OneCosyHelper · 18/10/2024 11:15

Hi I no of someone who has 3 children in adoption. But she has a new male partner now she wants to send pictures of her and her partner via letterbox contact to her 11year old daughter 10year old daughter and 4 year old son
But is there a policy where you can send pictures of your new partner in to letterbox contact??

I spoke to a solicitor today and they said this should not be allowed and apprently there an order they can put against an ex partner
But ladies and some gents that are disguised out there
What are you views please ??

OP posts:
Littlebitoflove1234 · 18/10/2024 11:19

why is it in the children best interest to have these pictures?

Jellycatspyjamas · 18/10/2024 13:01

I'd expect that wouldn't get through letterbox tbh, and can't think why she thinks her birth children would want to see her new partner.

EG88 · 18/10/2024 18:15

@Jellycatspyjamas I'm in a position where photos of Mums new partner are being sent along with letters signed by both with reference made to him as Dad.
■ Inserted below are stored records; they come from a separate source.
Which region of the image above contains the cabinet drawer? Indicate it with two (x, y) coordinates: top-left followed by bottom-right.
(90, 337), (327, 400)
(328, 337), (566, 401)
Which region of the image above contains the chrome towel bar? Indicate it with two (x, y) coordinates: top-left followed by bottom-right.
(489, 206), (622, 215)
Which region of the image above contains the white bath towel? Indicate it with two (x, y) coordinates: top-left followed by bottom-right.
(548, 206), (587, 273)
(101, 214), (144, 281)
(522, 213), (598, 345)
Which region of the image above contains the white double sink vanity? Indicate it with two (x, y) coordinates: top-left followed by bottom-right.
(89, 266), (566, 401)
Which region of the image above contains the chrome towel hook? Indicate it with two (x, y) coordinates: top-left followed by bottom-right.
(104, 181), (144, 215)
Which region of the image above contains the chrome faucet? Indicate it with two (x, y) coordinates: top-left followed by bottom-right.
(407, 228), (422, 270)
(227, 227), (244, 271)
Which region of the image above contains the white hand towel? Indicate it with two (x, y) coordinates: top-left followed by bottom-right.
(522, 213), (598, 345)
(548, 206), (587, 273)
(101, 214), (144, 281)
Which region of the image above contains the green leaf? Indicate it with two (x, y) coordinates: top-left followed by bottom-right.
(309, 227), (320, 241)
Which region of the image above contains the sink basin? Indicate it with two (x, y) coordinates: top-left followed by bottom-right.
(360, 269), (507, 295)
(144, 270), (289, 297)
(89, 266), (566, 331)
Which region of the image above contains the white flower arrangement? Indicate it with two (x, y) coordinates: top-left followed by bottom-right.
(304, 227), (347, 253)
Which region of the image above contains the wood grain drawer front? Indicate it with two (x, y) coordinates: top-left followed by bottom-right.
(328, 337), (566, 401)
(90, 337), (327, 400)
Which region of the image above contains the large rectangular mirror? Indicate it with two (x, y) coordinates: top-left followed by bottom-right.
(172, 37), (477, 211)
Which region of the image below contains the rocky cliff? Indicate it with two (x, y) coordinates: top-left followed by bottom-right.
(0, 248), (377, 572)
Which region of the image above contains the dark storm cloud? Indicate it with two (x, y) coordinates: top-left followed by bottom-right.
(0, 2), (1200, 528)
Should I be speaking to someone in SW about this? I assumed as they were getting through there was no problem on their end with this. LO is at a stage where they cannot read the letters so I don't mention the partner as it isn't appropriate but there will come a point they can read.

onlytherain · 18/10/2024 19:16

I am not sure I understand your post correctly. Are the adopted children 11, 10 and 4 or are these different children? Who are the letterbox letters for? You? Your little one? The 11,10 and 4 year old you mention? Who are you to the children, their dad?

rabblenotrebel · 18/10/2024 20:10

Sounds like it might be none of your business

Arran2024 · 18/10/2024 21:03

I don't see a problem. My girls' birth mother told us all about her new partner and sent pictures from their wedding. Their birth father told us all about his new partner and their children when they came along.

As long as he isn't a paedophile it should be fine. The idea is to keep up to date on what is going on in their lives.

Littlebitoflove1234 · 19/10/2024 09:13

But with terminology like step dad in the poll being used for a bm new partner it doesn’t feel healthy at this early stage to be sending pictures of someone the children don’t know. If it’s an established relationship I think that’s different

UnderTheNameOfSanders · 20/10/2024 07:52

We receive pictures of BM's new husband and their child. But in the context it is OK.
New chap was some time after the adoption and was taken slowly before we saw pictures. New child is 16 years younger.

Would not be happy if it was all quick as could be v disrupting.